Pete Goffe-Wood

March 22, 2017

Egg Tips

Post by Pete

Omelettes:

Always use free-range eggs – happy chickens lay tasty eggs.

Wherever possible use a non-stick pan, otherwise a well-seasoned cast iron pan, but make sure that your frying pan has rounded sides for rolling the omelette.

Whatever your filling, remember that things like spinach, onions or mushrooms should be cooked first – a folded omelette should only generate enough heat inside to melt cheese and warm the rest of the ingredients. So uncooked onions etc. will remain raw.

Make sure the pan is not too hot – a good omelette should have very little colour on the outside. A pan that is too hot will cause the egg to be unpleasant and crispy.

Omelettes should always be a little moist in the centre – hard rubbery, over cooked eggs are a no-no!

When cooking frittata or Spanish tortilla, follow the same rule for cooking the filling first. The reasons are exactly the same as for a traditional or French omelette.

Cooking a frittata is a little more aggressive than cooking a French omelette ­– a little caramelisation on the outside is not undesirable.

After allowing a crust to form in the pan, place the pan into a hot oven (200˚C) but be careful not to leave the frittata in the oven too long as you don’t want it to overcook and dry out.

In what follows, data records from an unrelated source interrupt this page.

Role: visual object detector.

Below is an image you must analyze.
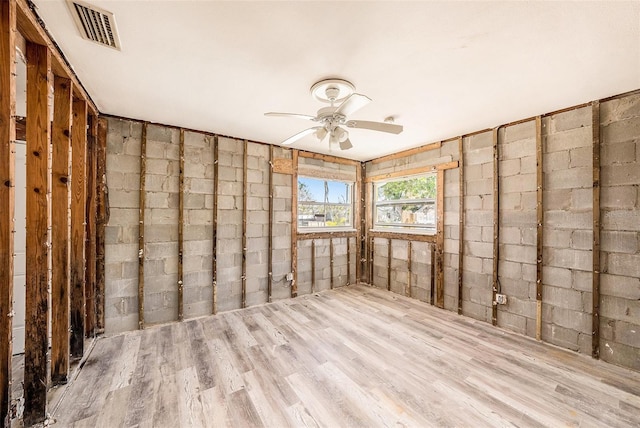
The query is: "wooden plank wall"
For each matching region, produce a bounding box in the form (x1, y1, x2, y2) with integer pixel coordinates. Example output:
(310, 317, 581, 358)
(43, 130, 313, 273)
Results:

Remember, the egg will continue to cook once you remove it from the oven. Ideally the egg mixture should still be a little wobbly in the centre.

When turning a frittata out, leave it in the pan for a few minutes if it looks like it may stick. As the frittata steams a little in the pan it will naturally loosen itself and be easier to turn out.

Poached Eggs:

The most important thing about poaching eggs is the freshness of the eggs. The fresher the egg, the more the white congeals or “gels” around the yoke when its broken.

A good freshness test is to put an egg in a glass of water – if it sinks to the bottom, then it is fresh. The older an egg gets, the more air it will absorb through the porous shell – older eggs will either only sink marginally and really old eggs will float.

Older eggs make poaching problematic as the egg white disperses in the water rather than holding together – this is why you should always put a couple of tablespoons of vinegar in the poaching water.

Break each egg into a small coffee cup or dariole mould. This makes it much easier to gently pour the egg into the water rather than dropping it in from breaking it over the water.

The water temperature is also very important when poaching eggs – it should just simmer. Remember, you are not boiling the eggs you want a gentle cooking process that will keep the egg intact.

Always use a slotted spoon when removing the eggs from the water.

There is a trick if you need to make a lot of poached eggs: When you remove the eggs for the poaching liquid, place them in an ice bath so that they cool down immediately. When you need to serve them, simply drop them back into hot water for a few seconds to reheat them. This way you can serve a number of eggs at a time with stressing about poaching multiple eggs at once.